Shayleigh K. Dickson, MSN, APN, CPNPAC, CPN


Pediatr Nurs. 2017;43(1):16-21. 

In This Article

Nursing Implications

Nurses can support adolescents with CRPS and their family members by acknowledging the adolescent's level of pain and functional disability. Although the pain seems disproportionate to the original injury and lasts longer after the injury than would be expected, the nurse must continue to practice based on the principle that pain is what the patient says it is. Nurses should encourage the adolescent to identify stressors that exacerbate pain, as well as adaptive coping strategies that relieve the pain. Strategies may include exercise, meditation, distraction, or cognitive reframing. Additionally, explaining that the pain may recur but that the development of these coping strategies can limit the exacerbation is an essential component of anticipatory guidance for patients. Nurses should promote adolescents' independence by encouraging them to perform activities of daily living with decreasing assistance. Another way to promote independence is to encourage adolescents to voice their own concerns and questions rather than having their parents speak for them. Nurses also have a role in supporting parents. Initially, nurses can play a direct role in promoting the adolescent's mobility, thus alleviating some burden from parents (Gaughan et al., 2014). Until the parent has developed a nuanced understanding of the treatment and the skills to intervene more effectively regarding the symptoms, the task of encouraging the adolescent in pain to participate in therapy is enormously difficult. By assuming this role, the nurse promotes the adolescent's mobilization and models for the parent appropriate ways to guide the adolescent toward independence. Nurses should also model for parents the use of positive language to promote the adolescent's strengths and limit excessive focus on the pain.

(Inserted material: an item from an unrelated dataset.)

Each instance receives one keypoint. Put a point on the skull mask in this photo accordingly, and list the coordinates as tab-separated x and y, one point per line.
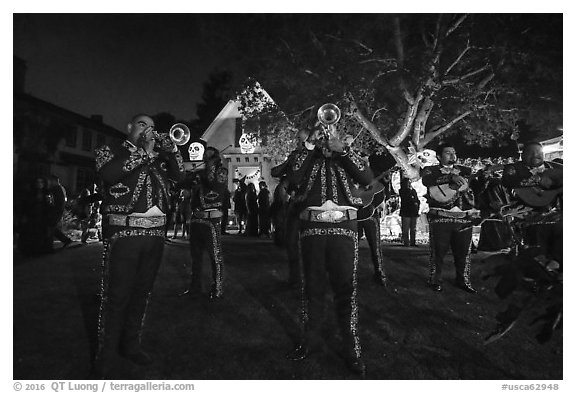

Adolescents with CRPS present a challenge to clinicians because of the complex interplay between biological, psychological, and social that contributes to the pain experience. The multidisciplinary therapy necessary to achieve remission and develop coping strategies to limit exacerbations is incomplete without inclusion of the family. In particular, the parent who develops ineffective management strategies when an adolescent has CRPS must be altered in order to encourage developmentally appropriate independence, reduce stress, and promote effective coping. Parents need the support of nurses to under stand CRPS and its treatment, develop adaptive parenting skills, and manage psychological distress. By utilizing a family-centered approach, nurses can best care for the adolescent with CRPS.